Data Analytics Senior Manager - Finance

Engineering · Full-time · Global

Job description

Animoca Brands, a Deloitte Tech Fast winner and ranked in the Financial Times list of High Growth Companies Asia-Pacific 2021, is a leader in digital entertainment, blockchain, and gamification that is working to advance digital property rights. It develops and publishes a broad portfolio of products including the REVV token and SAND token; original games including The Sandbox, Crazy Kings, and Crazy Defense Heroes; and products utilizing popular intellectual properties including Disney, WWE, Snoop Dogg, The Walking Dead, Power Rangers, MotoGP™, and Formula E. The company has multiple subsidiaries, including The Sandbox, Blowfish Studios, Quidd, GAMEE, nWay, Pixowl, Forj, Lympo, Grease Monkey Games, and Eden Games. Animoca Brands has a growing portfolio of more than 200 investments in NFT-related companies and decentralized projects that are contributing to building the open metaverse, including Axie Infinity, OpenSea, Dapper Labs (NBA Top Shot), Yield Guild Games, Harmony, Alien Worlds, Star Atlas, and others. For more information visit or follow on Twitter or Facebook.

Job Summary: We are seeking an experienced Data Analytics Senior Manager with expertise in finance to lead our data analytics initiatives. In this role, you will be responsible for collecting, analyzing, and transforming raw financial data into actionable insights that drive informed decision-making. You will collaborate closely with cross-functional teams, including finance, IT, and business operations, to understand data requirements and develop robust analytics solutions. Your expertise in data manipulation and integration will be instrumental in refining finance data and seamlessly plugging it into our finance system.

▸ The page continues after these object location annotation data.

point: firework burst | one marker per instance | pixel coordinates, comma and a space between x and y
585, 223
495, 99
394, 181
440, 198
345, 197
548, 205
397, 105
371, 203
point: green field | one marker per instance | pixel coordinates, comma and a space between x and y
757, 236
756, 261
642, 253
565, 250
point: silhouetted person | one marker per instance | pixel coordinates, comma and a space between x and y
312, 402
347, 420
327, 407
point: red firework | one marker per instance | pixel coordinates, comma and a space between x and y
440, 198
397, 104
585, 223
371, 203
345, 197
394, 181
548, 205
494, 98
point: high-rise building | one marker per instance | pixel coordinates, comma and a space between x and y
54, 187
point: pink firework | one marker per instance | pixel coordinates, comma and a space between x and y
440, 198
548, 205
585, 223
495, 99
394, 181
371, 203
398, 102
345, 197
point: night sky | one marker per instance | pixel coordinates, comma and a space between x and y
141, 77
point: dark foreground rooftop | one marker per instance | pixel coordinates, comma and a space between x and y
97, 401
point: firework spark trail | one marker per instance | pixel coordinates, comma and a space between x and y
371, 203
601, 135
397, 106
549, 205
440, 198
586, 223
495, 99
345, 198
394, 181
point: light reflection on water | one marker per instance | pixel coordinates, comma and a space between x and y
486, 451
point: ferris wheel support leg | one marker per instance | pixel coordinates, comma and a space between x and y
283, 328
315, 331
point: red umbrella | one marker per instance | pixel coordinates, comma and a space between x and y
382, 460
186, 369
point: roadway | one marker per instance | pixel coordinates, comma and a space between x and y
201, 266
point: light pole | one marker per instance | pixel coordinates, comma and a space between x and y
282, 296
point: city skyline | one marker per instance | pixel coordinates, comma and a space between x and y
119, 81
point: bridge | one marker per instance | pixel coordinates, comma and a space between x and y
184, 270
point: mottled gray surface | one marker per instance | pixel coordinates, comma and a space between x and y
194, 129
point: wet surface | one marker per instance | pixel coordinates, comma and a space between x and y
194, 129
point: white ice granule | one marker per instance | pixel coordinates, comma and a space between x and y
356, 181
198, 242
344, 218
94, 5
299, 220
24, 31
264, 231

  • Lead the design and implementation of data analytics strategies and frameworks to support finance functions, including financial planning, budgeting, forecasting, and financial reporting.
  • Develop a deep understanding of the company's finance systems, data sources, and information flow, identifying opportunities to enhance data quality, accuracy, and integrity.
  • Collaborate with finance and IT teams to define data requirements, validate data sources, and ensure data consistency across systems and platforms.
  • Create and maintain data models, data dictionaries, and data transformation rules to structure and refine raw finance data into usable formats.
  • Develop and implement data cleansing and validation procedures to ensure the accuracy and reliability of financial data.
  • Build and maintain robust data analytics tools, dashboards, and reports to enable self-service analytics for finance and business stakeholders.
  • Perform advanced data analysis, including statistical analysis, trend analysis, and predictive modeling, to uncover insights and patterns in financial data.
  • Stay updated on emerging trends and best practices in data analytics and financial technology, incorporating relevant advancements into the company's data analytics capabilities.
  • Ensure compliance with data privacy and security regulations, implementing appropriate measures to protect sensitive financial data.


  • Bachelor's degree in Data Analytics, or a related field; advanced degree preferred.
  • 8+ years of experience in data analytics
  • Strong knowledge of finance principles, financial systems, and financial data structures.
  • Advanced proficiency in data manipulation, transformation, and integration using tools such as SQL, Python, R, or similar languages.
  • Experience with data visualization tools, such as Tableau, Power BI, or similar platforms, to develop interactive dashboards and reports.
  • Solid understanding of statistical analysis and predictive modeling techniques.
  • Strong analytical and problem-solving skills, with the ability to translate complex financial data into actionable insights.
  • Excellent project management skills, with the ability to prioritize and manage multiple initiatives effectively.
  • Strong communication and presentation skills, with the ability to convey complex data analysis results to non-technical stakeholders.